Christian Wetschka: "Einsamkeit ist ein massiver Krankheitsfaktor"
Vier bis fünf Prozent der österreichischen Erwachsenen sind alkoholkrank, meint Sozialpädagoge Christian Wetschka, der in Wien zwei Wohngemeinschaften für schwerst Alkoholkranke gegründet hat. "In der Praxis ist es ein großes Elend, dass man von einer Alkoholdiagnose spricht, man müsste vielmehr von verschiedenen Alkoholismus-Erkrankungen sprechen", ist er überzeugt. Besonders in Zusammenhang mit Armut und Wohnungslosigkeit müsse die Therapie und Betreuung der Menschen differenziert gestaltet werden.
derStandard.at: Wie hängen Armut und Alkoholsucht zusammen?
Wetschka: Seitdem es soziologische Beobachtungen gibt, ist Armut verknüpft mit allen möglichen negativen Konsequenzen. Arme haben von jeher eine schlechtere Ernährung, mehr Stress und sterben früher. Das Fehlen von Bildung und ein schlechter sozioökonomischer Status verschlechtern alle Entwicklungen. Wenn man dann noch eine körperliche oder psychische Erkrankung wie eine Sucht hat, ist der Verlauf viel schlechter.
derStandard.at: Kommt Alkoholismus eher in ärmeren gesellschaftlichen Schichten vor?
Wetschka: Es ist ein Kurzschluss zu sagen, dass jemand alkoholkrank wird, weil er arm ist. Das ist eine viel zu einfache Korrelation. Die Menschen sind auch nicht arm, weil sie trinken. Gegen diese Aussage verwehre ich mich. Jede Krankheit hat einen sozialen Aspekt und der ist sehr hoch zu bewerten. Die Menschen sind arm und haben infolge dessen ein schlechteres Selbstmanagement und weniger soziale und ökonomische Ressourcen. Dadurch sind sie viel mehr belastet. Aus dieser Stresssituation heraus entstehen dann pathologische Kompensationsmechanismen wie die Sucht. Eine Krankheit ist ja auch der Versuch eines organischen oder psychischen Systems ein Gleichgewicht herzustellen. Sucht ist allerdings eine destruktive Möglichkeit ein gesünderes, zufriedeneres Leben zu führen.
derStandard.at: Ist der Verlauf einer Alkoholerkrankung bei Menschen unter der Armutsgrenze schwerer?
Wetschka: Selbstverständlich. Die wichtigsten Dinge im Leben fehlen: die Sicherung der Grundbedürfnisse und die soziale Sicherheit. Es gibt daher weniger psychische und soziale Kompensationsmöglichkeiten wie Freunde oder Familie. Schon ohne Alkoholismus leben arme Menschen sieben Jahre kürzer. Sie rauchen mehr, trinken früher Alkohol, konsumieren eventuell psychotrope Substanzen, Medikamentensucht kommt häufig dazu.
Unter wohnungslosen Menschen kommt daher die Typ IV- Erkrankung nach Otto M. Lesch besonders oft vor. Das sind die schweren Verlaufsformen, die vor allem bei den Männern auftreten. Bei dieser Untergruppe finden wir eine Kombination von belastenden Faktoren auf allen Ebenen: genetische Vorbelastung, lang anhaltender Stress in der Kindheit, oft auch Traumatisierungen, fehlende Bildung, Gehirnschädigungen durch Stürze oder Entzündungen, Epilepsien oder sogar psychotische Erkrankungen. Generell ist das Alkoholkonsum infolge "frühkindlicher Vorschädigung und Entwicklungsstörungen".

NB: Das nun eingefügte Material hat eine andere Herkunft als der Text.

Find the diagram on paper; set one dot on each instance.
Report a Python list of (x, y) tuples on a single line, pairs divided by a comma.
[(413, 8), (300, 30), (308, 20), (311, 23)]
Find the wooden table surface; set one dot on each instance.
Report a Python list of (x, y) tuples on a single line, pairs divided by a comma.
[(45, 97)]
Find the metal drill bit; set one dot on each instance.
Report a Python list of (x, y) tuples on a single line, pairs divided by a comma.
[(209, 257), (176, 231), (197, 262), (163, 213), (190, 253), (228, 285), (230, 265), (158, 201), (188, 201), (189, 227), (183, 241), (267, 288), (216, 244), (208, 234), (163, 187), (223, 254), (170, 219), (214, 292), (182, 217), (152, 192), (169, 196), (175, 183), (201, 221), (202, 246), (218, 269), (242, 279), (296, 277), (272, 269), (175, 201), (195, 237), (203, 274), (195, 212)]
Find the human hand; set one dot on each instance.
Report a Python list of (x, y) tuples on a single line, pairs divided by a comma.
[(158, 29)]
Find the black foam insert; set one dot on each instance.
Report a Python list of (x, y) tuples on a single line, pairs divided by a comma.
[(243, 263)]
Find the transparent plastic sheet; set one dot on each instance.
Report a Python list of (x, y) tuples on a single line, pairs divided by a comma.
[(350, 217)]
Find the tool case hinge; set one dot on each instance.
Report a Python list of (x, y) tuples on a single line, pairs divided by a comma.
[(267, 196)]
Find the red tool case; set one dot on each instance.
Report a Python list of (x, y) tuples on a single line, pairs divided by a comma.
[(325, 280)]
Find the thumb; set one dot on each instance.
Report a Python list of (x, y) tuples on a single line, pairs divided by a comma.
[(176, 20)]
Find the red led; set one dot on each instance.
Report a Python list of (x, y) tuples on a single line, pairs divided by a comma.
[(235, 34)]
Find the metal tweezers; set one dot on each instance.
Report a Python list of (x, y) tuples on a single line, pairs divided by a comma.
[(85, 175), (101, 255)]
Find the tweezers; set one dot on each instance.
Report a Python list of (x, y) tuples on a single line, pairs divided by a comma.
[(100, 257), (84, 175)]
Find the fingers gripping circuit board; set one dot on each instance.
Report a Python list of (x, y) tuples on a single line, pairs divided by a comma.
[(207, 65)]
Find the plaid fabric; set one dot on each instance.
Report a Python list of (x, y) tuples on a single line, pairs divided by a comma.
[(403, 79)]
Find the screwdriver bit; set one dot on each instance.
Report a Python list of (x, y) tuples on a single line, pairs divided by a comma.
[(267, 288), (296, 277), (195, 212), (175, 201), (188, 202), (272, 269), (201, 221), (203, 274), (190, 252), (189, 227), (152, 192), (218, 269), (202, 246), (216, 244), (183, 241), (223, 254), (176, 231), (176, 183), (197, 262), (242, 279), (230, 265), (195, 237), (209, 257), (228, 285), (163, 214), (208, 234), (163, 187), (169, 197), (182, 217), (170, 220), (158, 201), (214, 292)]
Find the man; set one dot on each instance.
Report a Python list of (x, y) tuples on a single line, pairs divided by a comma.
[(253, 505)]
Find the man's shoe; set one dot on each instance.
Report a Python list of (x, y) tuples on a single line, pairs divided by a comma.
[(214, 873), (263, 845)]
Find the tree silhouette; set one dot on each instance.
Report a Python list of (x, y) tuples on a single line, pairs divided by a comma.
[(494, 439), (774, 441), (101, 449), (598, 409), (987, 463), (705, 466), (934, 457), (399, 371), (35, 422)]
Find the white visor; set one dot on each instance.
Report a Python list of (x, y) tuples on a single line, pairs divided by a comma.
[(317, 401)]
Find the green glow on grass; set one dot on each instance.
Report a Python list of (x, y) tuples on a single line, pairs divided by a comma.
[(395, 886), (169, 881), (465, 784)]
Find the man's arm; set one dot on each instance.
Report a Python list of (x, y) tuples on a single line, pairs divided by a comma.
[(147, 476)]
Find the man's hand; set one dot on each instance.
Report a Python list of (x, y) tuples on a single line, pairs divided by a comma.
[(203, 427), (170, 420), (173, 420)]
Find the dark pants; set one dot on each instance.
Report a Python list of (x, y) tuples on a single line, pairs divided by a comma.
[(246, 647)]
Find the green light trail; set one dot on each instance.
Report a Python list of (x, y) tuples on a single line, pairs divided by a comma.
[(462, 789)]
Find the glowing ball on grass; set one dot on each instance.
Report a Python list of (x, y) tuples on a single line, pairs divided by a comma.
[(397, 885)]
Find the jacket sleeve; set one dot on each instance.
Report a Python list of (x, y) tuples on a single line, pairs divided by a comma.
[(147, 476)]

derStandard.at: An welchem Typ erkranken Menschen, die deutlich über der Armutsgrenze leben?
Wetschka: Eher nicht an Typ IV. Aber Erkrankungs-Typ III kann auch ein Primararzt, Manager oder Politiker sein, mit einer affektiven Störung: Alkoholiker dieses Typs verwenden Alkohol als Selbstmedikation bei Befindlichkeitsstörungen und Schlafproblemen. Das sind oft Menschen, die mit einem sehr hohen Anspruch durchs Leben gehen und oft eine sehr rigide, fast zwanghafte Persönlichkeit haben.

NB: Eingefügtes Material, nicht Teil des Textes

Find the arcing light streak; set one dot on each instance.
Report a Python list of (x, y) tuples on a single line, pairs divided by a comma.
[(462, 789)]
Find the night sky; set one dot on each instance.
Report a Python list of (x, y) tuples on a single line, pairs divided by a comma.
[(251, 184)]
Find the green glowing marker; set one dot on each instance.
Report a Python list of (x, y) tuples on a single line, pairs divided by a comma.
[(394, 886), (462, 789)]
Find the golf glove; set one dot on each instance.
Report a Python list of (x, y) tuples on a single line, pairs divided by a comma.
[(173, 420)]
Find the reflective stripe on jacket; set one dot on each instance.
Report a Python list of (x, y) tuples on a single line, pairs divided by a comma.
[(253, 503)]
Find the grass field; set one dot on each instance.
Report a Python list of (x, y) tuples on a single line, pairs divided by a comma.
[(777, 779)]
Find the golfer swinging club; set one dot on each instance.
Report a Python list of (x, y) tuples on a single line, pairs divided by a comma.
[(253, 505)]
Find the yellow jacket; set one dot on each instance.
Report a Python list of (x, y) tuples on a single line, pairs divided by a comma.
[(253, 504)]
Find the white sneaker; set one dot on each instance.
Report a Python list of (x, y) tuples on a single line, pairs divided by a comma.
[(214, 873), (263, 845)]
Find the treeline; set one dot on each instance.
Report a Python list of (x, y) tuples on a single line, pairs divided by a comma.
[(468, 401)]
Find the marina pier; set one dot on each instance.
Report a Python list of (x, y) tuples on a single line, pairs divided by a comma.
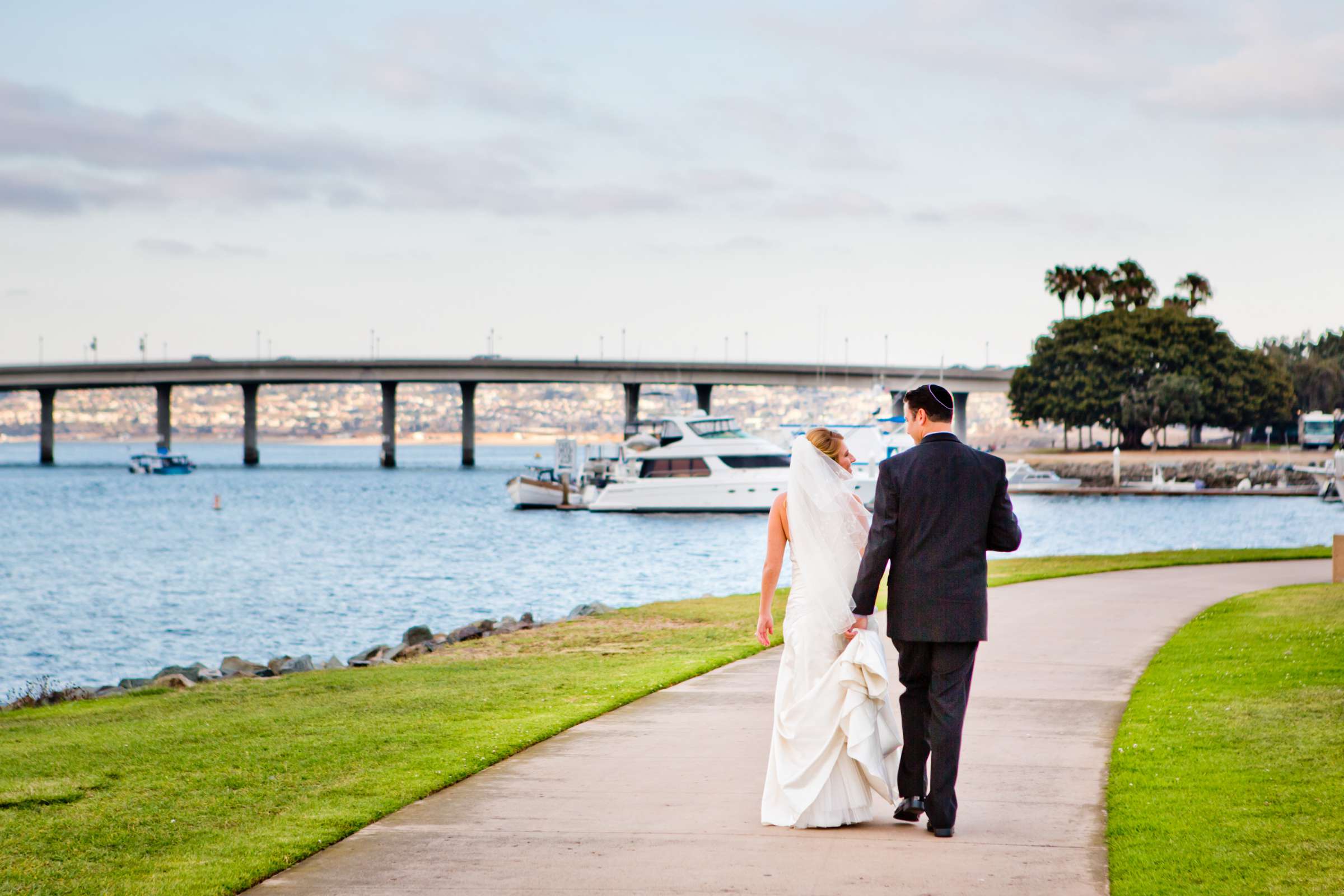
[(250, 375)]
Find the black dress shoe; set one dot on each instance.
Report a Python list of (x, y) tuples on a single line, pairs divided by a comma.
[(911, 809)]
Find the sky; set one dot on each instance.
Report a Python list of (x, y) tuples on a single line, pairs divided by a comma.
[(790, 182)]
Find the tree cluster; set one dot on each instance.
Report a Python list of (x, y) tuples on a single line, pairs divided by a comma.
[(1140, 367), (1126, 288), (1316, 368)]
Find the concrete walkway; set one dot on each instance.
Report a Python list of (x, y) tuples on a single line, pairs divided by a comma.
[(663, 796)]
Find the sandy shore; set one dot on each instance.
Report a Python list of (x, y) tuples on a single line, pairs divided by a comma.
[(1171, 456), (402, 438)]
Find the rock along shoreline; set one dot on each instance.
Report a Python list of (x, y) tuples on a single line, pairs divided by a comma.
[(416, 641)]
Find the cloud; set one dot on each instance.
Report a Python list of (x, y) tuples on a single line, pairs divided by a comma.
[(720, 182), (179, 249), (1273, 77), (839, 203), (167, 248), (97, 157), (456, 59)]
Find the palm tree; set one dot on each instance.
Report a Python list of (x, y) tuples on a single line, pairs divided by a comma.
[(1093, 285), (1062, 282), (1198, 291), (1131, 287)]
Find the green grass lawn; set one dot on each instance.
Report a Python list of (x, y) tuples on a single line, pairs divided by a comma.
[(214, 789), (1231, 780), (1029, 568)]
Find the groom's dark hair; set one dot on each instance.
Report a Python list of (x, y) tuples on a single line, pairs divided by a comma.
[(933, 399)]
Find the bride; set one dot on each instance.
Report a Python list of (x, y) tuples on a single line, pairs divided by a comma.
[(835, 740)]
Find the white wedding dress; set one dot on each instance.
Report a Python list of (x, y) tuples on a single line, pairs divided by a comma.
[(837, 736)]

derStandard.at: Welche Typen nach Lesch gibt es noch?
Wetschka: Typ I-Alkoholiker trinken aufgrund von biologischem Verlangen, sie bauen Alkohol schneller ab, haben also eine spezifische Stoffwechsel-Variante. Auch sie können schwere Entzugssymptome haben. Typ II-Alkoholiker trinken aufgrund von psychologischem Verlangen zur Bewältigung von Konflikten und als Selbsttherapie bei Angst und Unruhe. Psychotherapie und Selbsthilfegruppen sind in diesen Fällen hilfreich.

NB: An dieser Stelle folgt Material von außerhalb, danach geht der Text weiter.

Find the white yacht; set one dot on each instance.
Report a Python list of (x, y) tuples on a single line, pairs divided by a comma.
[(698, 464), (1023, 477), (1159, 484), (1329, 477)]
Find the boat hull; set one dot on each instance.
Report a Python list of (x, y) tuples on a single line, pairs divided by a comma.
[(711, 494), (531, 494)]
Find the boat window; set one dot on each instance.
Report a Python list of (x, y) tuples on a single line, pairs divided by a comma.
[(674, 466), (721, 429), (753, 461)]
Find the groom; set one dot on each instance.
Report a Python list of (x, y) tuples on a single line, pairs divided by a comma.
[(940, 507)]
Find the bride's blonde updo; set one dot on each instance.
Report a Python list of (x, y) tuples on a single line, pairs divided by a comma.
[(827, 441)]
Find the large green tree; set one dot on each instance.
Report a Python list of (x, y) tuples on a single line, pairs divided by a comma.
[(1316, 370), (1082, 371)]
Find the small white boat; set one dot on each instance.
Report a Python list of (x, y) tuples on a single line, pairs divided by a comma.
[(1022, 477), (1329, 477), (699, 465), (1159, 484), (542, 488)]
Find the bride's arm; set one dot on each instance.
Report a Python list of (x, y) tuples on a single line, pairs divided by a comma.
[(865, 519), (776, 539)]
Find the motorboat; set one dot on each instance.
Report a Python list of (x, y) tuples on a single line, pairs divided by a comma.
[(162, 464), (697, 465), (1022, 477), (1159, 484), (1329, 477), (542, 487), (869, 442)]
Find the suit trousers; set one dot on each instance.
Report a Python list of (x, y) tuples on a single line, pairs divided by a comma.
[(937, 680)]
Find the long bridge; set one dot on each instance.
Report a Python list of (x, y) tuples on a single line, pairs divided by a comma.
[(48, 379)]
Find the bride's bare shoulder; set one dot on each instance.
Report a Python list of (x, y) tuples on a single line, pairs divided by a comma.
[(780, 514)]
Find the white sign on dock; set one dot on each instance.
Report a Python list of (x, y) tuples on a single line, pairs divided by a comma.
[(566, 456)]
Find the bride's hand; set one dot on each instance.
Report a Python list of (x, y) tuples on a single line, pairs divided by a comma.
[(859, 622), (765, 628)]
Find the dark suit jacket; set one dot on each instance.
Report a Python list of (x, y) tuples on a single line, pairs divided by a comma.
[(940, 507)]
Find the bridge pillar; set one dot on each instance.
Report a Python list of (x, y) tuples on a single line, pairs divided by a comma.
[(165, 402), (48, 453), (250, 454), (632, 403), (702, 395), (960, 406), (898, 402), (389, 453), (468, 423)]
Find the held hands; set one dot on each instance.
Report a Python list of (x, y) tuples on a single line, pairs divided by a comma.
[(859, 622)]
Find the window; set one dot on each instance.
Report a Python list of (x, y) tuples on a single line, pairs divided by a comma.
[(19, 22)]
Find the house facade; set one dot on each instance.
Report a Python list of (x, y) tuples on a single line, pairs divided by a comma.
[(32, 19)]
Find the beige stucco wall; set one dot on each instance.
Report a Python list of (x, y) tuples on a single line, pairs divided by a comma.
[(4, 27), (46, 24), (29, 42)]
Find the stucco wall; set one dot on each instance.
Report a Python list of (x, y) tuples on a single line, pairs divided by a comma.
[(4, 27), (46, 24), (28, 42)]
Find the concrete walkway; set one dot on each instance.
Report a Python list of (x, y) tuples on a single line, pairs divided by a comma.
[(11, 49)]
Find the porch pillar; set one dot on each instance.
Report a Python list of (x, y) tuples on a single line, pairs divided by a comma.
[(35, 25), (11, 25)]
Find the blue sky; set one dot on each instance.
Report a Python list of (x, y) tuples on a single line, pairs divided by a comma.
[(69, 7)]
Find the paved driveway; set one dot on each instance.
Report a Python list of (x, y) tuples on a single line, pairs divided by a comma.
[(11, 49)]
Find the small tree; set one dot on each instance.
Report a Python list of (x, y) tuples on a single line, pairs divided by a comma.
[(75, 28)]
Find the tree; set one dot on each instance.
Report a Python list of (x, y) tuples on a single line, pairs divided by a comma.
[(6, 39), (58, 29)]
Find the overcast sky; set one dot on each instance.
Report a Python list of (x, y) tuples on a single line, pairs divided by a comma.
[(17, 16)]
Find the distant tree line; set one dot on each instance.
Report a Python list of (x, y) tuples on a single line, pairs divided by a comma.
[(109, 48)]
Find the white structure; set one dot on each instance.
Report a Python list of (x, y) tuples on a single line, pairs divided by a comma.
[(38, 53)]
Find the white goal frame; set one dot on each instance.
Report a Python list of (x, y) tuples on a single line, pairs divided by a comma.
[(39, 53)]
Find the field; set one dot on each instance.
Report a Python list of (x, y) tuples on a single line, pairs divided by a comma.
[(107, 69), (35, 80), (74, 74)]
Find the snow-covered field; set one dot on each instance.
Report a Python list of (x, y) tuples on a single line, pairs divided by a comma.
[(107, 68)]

derStandard.at: Welche Folgeerkrankungen haben Typ IV-Patienten?
Wetschka: Das hängt wieder zusammen mit den schlechten Ausgangsbedingungen, das gesamte Selbstmanagement eines Menschen ist beeinträchtigt, Grundfähigkeiten fehlen. Sie haben oft negative Vorbilder in der Kindheit, gehen seltener zum Arzt. Diese Patienten leiden unter Mangelerscheinungen, die zu Nervenschäden führen. Die typischen Erkrankungen wie Kreislaufstörungen und hoher Blutdruck treten bei ihnen viel früher auf. Dazu kommen z. B. Magenentzündungen und schwere Polyneuropathien (Nervenschädigungen, Anm.). In weiterer Folge kommen Antriebsstörungen dazu und das führt wiederum zu sozialem Rückzug und Vereinsamung.
derStandard.at: Stichwort soziale Armut.
Wetschka: Die Zunahme der Einsamkeit ist ein gesamtgesellschaftliches Problem, es gibt z. B. immer mehr Single-Haushalte. Aber unsere Klienten haben wenige Kompensationsmöglichkeiten. Wenn eine Beziehung scheitert oder sie ihre Wohnung verlieren, ist der Weg zurück ungleich schwerer, meist ein jahrelanger. Und wenn sie dann wieder eine Wohnung haben, fehlen die sozialen Kontakte. Versuchen diese Menschen dann ohne Alkohol zu leben, verlieren sie auch noch die wenigen, die sie im Wirtshaus haben oder am Würstelstand. Gleichzeitig wissen wir, dass Einsamkeit ein massiver Krankheitsfaktor ist.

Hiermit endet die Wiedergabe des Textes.